When a potential client phones or emails McDermott Footcare to ask about available services, I briefly explain that since I offer a nursing procedure, my first visit includes a very short assessment to find out what medications the person is taking and any medical conditions that affect the feet and toenails (and there are many).  Most people are fine with this.  On rare occasions, a person doesn’t want  the assessment  and decides not to have me come in.  That’s OK.  However, here’s why the strictly confidential assessment is so important:

  • As a Registered Nurse, it’s necessary to know what’s going on medically so I can give the best care possible.  Anyone who’s diabetic, has a heart, lung, blood pressure or circulation condition, is arthritic, has low immunity,  has difficulty walking, bending or seeing is going to be concerned about more foot care issues than overgrown  toenails.
  • Some commonly prescribed medications for the above conditions will cause changes to the health of the feet and toenails.  For example, long-term antibiotic use increases fungal infections to the toenails and skin of the feet.  Different types of steroids used in conditions of the lungs, the joints and cancer treatments make nails brittle and increase fungal infections of the feet and nails.
  • Past surgeries to the lower limbs and hips may cause poor circulation to the feet.  Fungal, thickened, discoloured toenails, lack of feeling in the feet (known as neuropathy) and poor skin condition are the result.  These surgeries may cause a change in the way we walk and the way we carry our weight.   In turn, corns and calluses may develop, making walking painful.

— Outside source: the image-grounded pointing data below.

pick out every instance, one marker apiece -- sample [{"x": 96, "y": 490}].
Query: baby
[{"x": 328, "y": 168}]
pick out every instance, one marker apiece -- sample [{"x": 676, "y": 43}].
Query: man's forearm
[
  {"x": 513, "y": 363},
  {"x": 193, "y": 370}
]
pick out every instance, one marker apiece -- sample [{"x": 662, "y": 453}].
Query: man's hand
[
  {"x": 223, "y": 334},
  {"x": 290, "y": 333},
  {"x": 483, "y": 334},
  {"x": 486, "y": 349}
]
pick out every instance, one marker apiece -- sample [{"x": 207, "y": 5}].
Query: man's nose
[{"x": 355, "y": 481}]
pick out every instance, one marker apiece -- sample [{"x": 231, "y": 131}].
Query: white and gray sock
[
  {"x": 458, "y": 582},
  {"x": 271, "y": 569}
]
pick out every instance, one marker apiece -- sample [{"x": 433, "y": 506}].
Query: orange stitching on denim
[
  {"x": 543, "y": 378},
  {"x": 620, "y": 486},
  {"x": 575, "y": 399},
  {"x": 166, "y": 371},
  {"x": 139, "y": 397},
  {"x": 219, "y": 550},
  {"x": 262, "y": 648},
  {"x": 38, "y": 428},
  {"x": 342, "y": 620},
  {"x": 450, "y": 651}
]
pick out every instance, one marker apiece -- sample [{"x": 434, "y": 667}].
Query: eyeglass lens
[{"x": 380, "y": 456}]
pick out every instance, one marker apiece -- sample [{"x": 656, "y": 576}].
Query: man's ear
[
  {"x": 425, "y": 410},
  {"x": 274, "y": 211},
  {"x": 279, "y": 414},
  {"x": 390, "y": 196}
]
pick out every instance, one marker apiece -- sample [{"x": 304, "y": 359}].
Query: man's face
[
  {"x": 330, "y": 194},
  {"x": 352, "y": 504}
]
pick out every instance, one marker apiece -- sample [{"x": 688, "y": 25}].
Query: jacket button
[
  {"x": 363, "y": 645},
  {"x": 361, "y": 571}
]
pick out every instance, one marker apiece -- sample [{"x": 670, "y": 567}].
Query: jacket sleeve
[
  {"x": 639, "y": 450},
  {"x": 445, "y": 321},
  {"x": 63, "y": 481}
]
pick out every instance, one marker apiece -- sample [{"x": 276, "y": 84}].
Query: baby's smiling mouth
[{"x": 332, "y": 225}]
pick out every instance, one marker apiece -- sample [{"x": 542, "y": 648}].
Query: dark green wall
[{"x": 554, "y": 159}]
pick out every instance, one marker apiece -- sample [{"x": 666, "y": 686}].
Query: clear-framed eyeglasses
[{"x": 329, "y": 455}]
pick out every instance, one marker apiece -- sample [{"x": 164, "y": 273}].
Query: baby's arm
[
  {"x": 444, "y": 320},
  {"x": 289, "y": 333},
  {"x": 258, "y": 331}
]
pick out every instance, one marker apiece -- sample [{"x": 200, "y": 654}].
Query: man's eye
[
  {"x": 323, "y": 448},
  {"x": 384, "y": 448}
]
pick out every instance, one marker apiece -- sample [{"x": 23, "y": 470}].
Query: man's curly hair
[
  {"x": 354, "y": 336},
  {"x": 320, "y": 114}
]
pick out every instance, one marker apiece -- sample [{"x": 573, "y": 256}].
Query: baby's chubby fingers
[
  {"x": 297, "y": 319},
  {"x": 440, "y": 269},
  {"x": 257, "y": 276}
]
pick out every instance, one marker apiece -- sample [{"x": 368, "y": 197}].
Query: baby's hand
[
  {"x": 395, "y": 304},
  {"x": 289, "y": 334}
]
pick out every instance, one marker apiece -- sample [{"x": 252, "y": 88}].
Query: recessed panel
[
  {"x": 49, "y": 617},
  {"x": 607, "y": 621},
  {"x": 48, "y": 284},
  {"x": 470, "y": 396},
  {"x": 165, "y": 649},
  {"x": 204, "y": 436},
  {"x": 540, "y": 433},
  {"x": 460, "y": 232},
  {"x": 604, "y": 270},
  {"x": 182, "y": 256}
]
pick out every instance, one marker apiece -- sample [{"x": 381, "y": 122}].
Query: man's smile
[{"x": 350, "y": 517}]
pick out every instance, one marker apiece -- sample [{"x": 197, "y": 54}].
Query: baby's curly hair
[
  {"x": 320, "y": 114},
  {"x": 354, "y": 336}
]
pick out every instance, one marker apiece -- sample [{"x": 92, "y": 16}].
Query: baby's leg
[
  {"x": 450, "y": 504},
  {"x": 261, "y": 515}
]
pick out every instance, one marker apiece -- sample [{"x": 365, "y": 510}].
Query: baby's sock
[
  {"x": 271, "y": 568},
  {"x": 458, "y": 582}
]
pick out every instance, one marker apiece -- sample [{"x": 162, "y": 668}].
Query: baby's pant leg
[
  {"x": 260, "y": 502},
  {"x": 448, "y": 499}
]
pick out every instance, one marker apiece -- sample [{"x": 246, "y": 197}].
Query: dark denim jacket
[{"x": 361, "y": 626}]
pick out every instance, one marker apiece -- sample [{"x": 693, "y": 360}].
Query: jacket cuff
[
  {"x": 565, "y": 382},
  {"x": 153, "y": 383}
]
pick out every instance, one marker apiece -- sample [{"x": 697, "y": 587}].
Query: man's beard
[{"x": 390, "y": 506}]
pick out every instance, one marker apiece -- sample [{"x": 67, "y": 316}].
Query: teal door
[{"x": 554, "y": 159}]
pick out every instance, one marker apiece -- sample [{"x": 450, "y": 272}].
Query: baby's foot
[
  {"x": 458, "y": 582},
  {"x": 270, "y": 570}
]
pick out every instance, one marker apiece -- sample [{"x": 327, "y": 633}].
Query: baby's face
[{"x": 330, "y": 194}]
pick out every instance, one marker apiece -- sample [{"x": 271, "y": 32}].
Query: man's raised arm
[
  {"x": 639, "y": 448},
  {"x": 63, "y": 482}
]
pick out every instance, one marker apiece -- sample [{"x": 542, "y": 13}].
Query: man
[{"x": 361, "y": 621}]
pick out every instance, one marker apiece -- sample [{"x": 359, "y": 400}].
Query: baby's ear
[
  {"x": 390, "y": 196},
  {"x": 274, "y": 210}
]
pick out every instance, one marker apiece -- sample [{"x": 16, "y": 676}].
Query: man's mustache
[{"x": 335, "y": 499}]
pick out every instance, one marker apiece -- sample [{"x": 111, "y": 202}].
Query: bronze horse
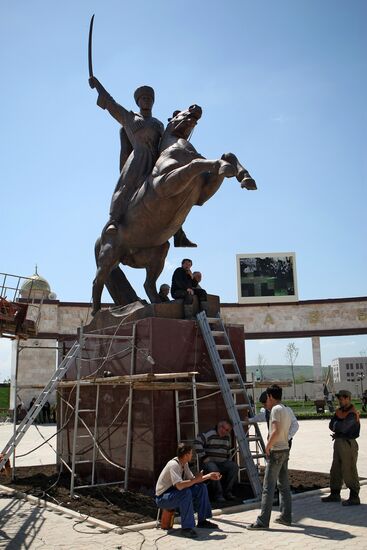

It seems to me that most of us don’t see the connection between what goes on in our feet and the rest of our body, but everything is connected very intricately.  That’s why conscientious, properly trained, certified foot care nurses get to know the whole person – not just their feet.

In my experience, not everyone wants a nursing assessment and decide that their needs are better addressed elsewhere.  On the other hand,  those who take the few minutes needed to answer the confidential assessment questions receive personalized, holistic, quality nursing foot care.